Hence I believe the answer of the Lord when challenged with breaking the Sabbath: “My Father worketh hitherto, and I work.” We cannot rest either in sin or in misery. The first day of the week He entered into the fruits of His work. The Sabbath, then, was the rest of creation, and the sign of the covenant with Israel. Our testimony is, that both have wholly failed, and there is no rest in them: the grave of Christ has closed that whole scene and condition of existence, and begun a new one, in which we have a part.

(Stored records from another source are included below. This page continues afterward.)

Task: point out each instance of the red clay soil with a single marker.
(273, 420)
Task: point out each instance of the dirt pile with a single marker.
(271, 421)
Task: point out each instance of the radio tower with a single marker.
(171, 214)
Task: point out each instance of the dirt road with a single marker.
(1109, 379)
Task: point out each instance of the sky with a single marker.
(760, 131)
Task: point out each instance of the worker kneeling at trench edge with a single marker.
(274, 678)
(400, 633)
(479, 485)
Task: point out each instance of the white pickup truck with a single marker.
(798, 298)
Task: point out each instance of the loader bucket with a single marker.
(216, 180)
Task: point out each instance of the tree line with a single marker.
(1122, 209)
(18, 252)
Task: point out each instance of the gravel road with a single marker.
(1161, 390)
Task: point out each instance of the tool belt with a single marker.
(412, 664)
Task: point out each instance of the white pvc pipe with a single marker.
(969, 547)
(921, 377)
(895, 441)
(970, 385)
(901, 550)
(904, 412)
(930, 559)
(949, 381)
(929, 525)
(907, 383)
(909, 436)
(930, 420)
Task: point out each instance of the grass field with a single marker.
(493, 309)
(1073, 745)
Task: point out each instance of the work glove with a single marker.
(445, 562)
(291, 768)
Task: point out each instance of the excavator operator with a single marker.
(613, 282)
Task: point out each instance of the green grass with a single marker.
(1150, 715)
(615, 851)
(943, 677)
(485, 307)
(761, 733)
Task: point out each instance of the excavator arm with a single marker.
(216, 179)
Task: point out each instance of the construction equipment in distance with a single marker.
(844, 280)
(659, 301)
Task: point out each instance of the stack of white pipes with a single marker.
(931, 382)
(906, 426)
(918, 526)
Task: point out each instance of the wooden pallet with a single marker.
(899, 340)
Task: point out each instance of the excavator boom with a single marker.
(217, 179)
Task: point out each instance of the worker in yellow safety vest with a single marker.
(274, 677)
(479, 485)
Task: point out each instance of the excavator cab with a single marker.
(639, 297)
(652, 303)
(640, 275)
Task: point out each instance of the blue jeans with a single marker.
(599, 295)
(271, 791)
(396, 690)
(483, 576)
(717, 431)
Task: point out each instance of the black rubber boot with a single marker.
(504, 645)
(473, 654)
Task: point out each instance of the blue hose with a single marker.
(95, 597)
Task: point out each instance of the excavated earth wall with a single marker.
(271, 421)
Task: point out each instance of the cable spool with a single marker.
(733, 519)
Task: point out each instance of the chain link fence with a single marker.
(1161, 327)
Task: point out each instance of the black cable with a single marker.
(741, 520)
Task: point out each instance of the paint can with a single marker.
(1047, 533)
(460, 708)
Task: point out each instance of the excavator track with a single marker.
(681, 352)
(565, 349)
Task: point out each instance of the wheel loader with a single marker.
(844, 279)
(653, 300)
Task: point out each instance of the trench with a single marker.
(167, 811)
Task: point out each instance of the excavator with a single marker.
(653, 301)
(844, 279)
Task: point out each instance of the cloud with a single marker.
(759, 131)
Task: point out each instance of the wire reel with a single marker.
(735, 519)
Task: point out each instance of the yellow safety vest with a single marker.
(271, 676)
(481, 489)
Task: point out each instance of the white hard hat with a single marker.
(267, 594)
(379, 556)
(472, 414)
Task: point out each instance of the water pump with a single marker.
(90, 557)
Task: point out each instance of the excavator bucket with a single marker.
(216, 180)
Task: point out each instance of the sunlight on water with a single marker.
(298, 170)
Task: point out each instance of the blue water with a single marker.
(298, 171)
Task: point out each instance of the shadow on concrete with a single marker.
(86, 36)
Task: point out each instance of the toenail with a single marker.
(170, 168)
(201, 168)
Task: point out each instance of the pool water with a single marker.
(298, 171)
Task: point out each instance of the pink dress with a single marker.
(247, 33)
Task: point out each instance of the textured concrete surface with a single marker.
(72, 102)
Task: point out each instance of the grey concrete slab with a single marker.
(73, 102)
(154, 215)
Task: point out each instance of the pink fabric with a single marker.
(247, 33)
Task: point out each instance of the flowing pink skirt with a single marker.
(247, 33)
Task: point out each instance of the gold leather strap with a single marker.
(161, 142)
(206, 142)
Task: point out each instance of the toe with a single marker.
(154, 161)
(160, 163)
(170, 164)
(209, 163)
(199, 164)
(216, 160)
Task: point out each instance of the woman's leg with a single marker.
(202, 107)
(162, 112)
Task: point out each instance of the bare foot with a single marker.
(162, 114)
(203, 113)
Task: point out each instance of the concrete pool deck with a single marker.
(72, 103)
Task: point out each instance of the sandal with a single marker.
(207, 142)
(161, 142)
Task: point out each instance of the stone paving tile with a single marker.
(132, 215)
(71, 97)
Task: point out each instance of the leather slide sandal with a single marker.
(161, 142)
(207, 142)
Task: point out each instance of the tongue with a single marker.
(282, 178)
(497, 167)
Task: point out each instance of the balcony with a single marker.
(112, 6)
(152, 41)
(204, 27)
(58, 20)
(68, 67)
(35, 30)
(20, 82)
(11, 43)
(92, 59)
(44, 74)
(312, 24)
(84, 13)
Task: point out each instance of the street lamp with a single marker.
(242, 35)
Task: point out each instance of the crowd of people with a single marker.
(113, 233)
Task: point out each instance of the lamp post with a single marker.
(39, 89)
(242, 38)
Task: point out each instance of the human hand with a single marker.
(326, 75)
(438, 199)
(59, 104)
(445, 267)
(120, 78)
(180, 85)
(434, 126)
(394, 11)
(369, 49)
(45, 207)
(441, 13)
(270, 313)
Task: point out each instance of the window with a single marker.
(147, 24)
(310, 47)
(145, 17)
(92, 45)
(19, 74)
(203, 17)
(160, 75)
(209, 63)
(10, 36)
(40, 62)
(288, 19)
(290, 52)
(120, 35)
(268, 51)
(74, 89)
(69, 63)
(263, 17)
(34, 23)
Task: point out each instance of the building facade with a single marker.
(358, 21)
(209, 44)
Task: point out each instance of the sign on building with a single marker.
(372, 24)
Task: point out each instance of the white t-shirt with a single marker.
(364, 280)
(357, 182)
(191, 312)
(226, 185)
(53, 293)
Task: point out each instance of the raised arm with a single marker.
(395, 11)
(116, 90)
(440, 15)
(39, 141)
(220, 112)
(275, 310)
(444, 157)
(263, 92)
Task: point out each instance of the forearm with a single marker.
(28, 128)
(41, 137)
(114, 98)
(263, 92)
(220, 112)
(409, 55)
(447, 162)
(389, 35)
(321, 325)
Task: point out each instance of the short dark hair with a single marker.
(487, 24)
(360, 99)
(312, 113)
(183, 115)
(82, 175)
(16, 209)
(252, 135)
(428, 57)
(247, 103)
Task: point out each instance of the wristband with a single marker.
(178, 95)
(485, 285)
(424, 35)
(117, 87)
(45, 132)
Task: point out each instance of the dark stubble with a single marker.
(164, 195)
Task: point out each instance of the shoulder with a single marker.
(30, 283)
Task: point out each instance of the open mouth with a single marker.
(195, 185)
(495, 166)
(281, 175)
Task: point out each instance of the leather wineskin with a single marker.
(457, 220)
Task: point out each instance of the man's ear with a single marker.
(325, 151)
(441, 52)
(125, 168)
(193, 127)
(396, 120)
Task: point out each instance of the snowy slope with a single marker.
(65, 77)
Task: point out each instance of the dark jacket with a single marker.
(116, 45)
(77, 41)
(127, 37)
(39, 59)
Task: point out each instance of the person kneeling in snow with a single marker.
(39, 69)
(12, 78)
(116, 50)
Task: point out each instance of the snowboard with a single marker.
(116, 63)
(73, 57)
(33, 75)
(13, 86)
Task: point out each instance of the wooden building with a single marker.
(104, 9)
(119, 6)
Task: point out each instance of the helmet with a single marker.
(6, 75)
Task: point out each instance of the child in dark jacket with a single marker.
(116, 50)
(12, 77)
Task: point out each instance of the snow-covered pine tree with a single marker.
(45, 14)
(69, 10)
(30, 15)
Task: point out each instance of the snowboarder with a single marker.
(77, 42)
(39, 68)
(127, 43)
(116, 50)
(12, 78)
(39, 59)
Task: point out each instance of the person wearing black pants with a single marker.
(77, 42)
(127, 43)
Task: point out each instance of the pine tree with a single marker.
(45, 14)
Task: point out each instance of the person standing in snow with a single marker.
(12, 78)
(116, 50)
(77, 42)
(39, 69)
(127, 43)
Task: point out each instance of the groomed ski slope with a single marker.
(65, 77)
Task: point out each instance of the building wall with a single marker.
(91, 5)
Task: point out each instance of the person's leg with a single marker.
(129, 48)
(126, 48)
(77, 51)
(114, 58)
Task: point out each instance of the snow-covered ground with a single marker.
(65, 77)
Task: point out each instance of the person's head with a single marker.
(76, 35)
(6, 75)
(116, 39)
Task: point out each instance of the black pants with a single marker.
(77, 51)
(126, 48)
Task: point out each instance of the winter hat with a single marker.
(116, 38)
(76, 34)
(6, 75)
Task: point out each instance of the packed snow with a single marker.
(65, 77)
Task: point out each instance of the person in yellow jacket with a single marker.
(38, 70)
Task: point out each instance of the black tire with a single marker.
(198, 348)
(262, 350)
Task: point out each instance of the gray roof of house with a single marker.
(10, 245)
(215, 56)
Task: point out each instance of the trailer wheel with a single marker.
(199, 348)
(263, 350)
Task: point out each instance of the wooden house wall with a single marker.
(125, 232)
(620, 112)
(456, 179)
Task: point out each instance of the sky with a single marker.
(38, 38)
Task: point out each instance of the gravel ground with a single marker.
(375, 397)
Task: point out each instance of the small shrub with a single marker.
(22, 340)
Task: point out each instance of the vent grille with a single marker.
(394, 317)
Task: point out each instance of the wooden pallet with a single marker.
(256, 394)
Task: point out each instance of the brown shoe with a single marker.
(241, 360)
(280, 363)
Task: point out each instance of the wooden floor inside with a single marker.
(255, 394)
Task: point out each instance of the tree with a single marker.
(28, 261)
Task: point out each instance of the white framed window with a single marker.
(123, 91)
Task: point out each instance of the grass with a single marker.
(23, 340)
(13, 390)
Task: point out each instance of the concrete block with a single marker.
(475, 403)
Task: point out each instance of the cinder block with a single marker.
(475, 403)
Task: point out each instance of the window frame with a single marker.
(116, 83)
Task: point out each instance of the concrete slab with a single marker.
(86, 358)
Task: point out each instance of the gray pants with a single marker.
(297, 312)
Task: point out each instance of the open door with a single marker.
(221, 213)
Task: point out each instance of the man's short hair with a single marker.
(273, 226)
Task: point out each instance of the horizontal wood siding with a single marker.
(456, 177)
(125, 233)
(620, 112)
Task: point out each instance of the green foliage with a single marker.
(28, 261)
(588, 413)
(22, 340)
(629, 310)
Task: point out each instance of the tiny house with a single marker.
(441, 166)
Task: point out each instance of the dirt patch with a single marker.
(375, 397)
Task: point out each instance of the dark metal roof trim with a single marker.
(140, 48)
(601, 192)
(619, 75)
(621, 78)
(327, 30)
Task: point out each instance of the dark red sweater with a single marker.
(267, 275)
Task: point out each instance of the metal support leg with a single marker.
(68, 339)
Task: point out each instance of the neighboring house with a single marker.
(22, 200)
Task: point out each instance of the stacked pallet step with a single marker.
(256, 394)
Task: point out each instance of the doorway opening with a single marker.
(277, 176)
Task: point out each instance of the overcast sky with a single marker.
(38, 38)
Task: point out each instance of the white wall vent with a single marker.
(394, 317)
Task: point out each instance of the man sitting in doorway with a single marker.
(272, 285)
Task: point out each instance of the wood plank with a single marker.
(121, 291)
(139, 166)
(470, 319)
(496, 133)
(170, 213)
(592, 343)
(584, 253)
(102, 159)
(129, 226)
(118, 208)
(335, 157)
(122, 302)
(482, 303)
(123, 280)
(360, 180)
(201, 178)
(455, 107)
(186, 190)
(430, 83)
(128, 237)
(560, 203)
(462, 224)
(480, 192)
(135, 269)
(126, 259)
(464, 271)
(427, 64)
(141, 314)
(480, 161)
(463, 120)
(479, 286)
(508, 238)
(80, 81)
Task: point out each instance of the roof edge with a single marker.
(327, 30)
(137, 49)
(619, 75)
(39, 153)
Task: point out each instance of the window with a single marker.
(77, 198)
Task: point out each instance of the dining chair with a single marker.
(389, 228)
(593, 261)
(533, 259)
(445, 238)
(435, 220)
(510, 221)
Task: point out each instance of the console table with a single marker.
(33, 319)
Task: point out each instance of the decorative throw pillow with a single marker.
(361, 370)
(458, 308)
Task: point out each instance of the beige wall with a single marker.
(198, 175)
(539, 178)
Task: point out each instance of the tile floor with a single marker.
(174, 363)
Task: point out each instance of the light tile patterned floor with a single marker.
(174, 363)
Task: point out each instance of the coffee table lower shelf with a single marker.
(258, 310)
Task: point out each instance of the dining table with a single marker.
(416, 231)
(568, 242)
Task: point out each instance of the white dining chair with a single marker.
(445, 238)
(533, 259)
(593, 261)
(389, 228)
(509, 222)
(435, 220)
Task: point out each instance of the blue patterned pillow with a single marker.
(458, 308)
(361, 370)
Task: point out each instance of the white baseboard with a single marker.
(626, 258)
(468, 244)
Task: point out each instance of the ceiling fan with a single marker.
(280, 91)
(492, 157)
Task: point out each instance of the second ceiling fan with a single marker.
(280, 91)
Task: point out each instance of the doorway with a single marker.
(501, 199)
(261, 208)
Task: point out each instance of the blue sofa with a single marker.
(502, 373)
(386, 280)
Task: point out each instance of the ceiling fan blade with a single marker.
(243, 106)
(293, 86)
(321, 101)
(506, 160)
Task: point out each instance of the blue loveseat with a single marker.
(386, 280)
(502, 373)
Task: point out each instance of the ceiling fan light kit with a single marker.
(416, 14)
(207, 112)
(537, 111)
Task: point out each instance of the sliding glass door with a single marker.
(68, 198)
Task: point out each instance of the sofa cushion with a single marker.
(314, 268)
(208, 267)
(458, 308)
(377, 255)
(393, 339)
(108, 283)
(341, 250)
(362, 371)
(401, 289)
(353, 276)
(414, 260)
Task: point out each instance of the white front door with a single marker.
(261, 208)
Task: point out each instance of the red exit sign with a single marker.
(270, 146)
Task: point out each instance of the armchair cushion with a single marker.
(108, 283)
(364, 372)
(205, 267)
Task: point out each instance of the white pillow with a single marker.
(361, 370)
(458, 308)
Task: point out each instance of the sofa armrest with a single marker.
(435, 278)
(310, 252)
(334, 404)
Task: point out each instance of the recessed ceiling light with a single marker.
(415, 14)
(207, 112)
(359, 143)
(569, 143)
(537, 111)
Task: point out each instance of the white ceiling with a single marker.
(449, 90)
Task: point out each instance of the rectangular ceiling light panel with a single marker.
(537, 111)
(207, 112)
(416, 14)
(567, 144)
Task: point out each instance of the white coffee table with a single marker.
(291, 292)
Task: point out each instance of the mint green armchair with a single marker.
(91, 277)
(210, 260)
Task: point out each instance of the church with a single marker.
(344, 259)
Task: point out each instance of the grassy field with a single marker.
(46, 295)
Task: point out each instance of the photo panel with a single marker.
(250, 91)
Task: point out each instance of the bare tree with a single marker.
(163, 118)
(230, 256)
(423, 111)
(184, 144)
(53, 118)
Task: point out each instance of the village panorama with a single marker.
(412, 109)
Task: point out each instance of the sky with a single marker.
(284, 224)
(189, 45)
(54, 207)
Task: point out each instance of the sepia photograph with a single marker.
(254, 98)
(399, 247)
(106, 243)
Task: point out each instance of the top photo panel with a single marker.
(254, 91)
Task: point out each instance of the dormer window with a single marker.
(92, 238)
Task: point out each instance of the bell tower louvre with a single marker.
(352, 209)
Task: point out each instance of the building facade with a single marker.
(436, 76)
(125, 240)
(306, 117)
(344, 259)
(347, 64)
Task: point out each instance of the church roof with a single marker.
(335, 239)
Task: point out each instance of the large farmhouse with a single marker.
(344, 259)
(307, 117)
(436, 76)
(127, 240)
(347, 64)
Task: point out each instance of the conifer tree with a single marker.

But the first day of the week is marked out to the Christian, not indeed as law, but as blessing. Christ rose, Christ met His disciples on it; and again the same the week following. On the first day of the week the disciples met to break bread; on the first day they were to lay by their profits for the poor saints; and, in Rev. 1, it is definitely called “the Lord's day” As such I own it; but I do not, with human traditions, abandon the foundations of my hope in seeking rest in the creation in which Christ has been rejected, nor in the covenant of the law of which He bore the curse. The Lord's day is the first day, not the seventh, and rests on redemption basis, which declares entire failure of the other rest. Traditional views are, in these points, ignorance of the very ground on which Christianity rests. It may be added that, in accomplishment, the seventh day and the first prefigure the earthly and the heavenly rest respectively in the millennial period.